For this reason, large companies can endure related costs while small companies struggle. Therefore, if small firms actively implement ESG measures, it signals their dedication towards preserving the long-term value of the firms even by paying ESG taxes, thereby the lower returns or lower cost of debt financing for the issuers.
Table 4 reports panel regression results for robustness of the findings in
Table 3. The dependent variable is the same while independent variables such as
ENV_GOV, ENV_SOV, SOC_GOV and
ENV_SOC_GOV are newly introduced. The purpose of this test is to confirm whether the previously examined relationship between
ENV, SOC or
GOV and bond returns holds even after controlling for the additional interaction terms that may alter the relationship by their own interacting effects.
While the results confirm that the effect of ENV remains the same, it yields another interesting finding that has not been addressed in previous literature. As the positive coefficients imply, ENV and SOC substitute each other, as do SOC and GOV, whereas ENV and GOV do not. However, when interacting altogether, ENV, SOC and GOV become complementary to one another, thereby making it beneficial for bond issuers to promote all three ESG aspects simultaneously. Alternatively, if a firm decides to promote only two of the three aspects of ESG, the pre-existing effect on bond returns is nulled while promoting all three aspects of ESG contributes to lowering its debt financing cost.
Additionally, we check the existence of meaningful differences across the sample that are divided into two groups based on size.
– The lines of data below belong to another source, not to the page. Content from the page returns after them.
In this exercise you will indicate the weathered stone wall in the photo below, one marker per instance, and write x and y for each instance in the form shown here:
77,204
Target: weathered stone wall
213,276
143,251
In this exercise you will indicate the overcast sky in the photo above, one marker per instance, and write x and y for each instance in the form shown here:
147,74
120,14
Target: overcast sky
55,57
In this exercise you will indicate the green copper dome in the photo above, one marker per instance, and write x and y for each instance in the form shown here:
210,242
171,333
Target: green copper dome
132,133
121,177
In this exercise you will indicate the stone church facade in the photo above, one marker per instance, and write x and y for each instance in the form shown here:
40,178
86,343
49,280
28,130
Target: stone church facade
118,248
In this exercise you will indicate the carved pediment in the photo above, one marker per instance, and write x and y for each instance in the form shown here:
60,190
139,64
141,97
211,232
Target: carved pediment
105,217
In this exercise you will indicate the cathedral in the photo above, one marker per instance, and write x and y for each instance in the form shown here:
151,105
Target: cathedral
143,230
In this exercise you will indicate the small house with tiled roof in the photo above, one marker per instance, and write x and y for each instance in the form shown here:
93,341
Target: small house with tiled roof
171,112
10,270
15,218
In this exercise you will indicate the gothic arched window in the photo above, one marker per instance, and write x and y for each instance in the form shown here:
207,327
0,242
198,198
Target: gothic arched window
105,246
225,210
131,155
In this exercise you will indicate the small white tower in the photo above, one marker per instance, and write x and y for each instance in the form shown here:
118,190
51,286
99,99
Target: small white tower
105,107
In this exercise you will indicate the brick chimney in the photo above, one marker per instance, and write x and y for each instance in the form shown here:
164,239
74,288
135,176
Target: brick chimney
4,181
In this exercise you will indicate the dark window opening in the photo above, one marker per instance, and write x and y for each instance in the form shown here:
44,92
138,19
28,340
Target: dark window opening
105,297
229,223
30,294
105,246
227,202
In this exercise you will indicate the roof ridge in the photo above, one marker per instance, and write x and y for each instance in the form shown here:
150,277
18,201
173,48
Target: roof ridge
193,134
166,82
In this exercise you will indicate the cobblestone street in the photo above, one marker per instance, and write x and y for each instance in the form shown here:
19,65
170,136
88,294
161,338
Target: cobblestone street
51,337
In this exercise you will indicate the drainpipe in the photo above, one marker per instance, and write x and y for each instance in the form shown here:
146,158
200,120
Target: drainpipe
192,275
Table 5 reports the differences in the mean values of
rating,
ESG and each of
ENV,
SOV, and
GOV between small and big firms. The results indicate that there are meaningful differences in the mean values of all test variables except for
returns between small and big firms, confirming that large firms have significantly higher ESG scores and rating. Lastly,
Table 6 reports robustness using double sorting based on size and ESG. The sample is divided into high and low scores of each criterion of ESG or ESG as a whole and also divided into small and big based on size. The test results confirm that the firms with low environmental scores show a statistically significant difference in returns (t-value of 1.71) between small and big firms. Such a result confirms our previous findings that environmental scores is an important determinant in bond returns especially for small size firms. In other words, smaller firms can effectively lower the debt financing cost by emphasizing the environmental aspect in firm-wide ESG implementation. While other return differences are statistically insignificant, the signs are all consistent with our regression results and conjecture.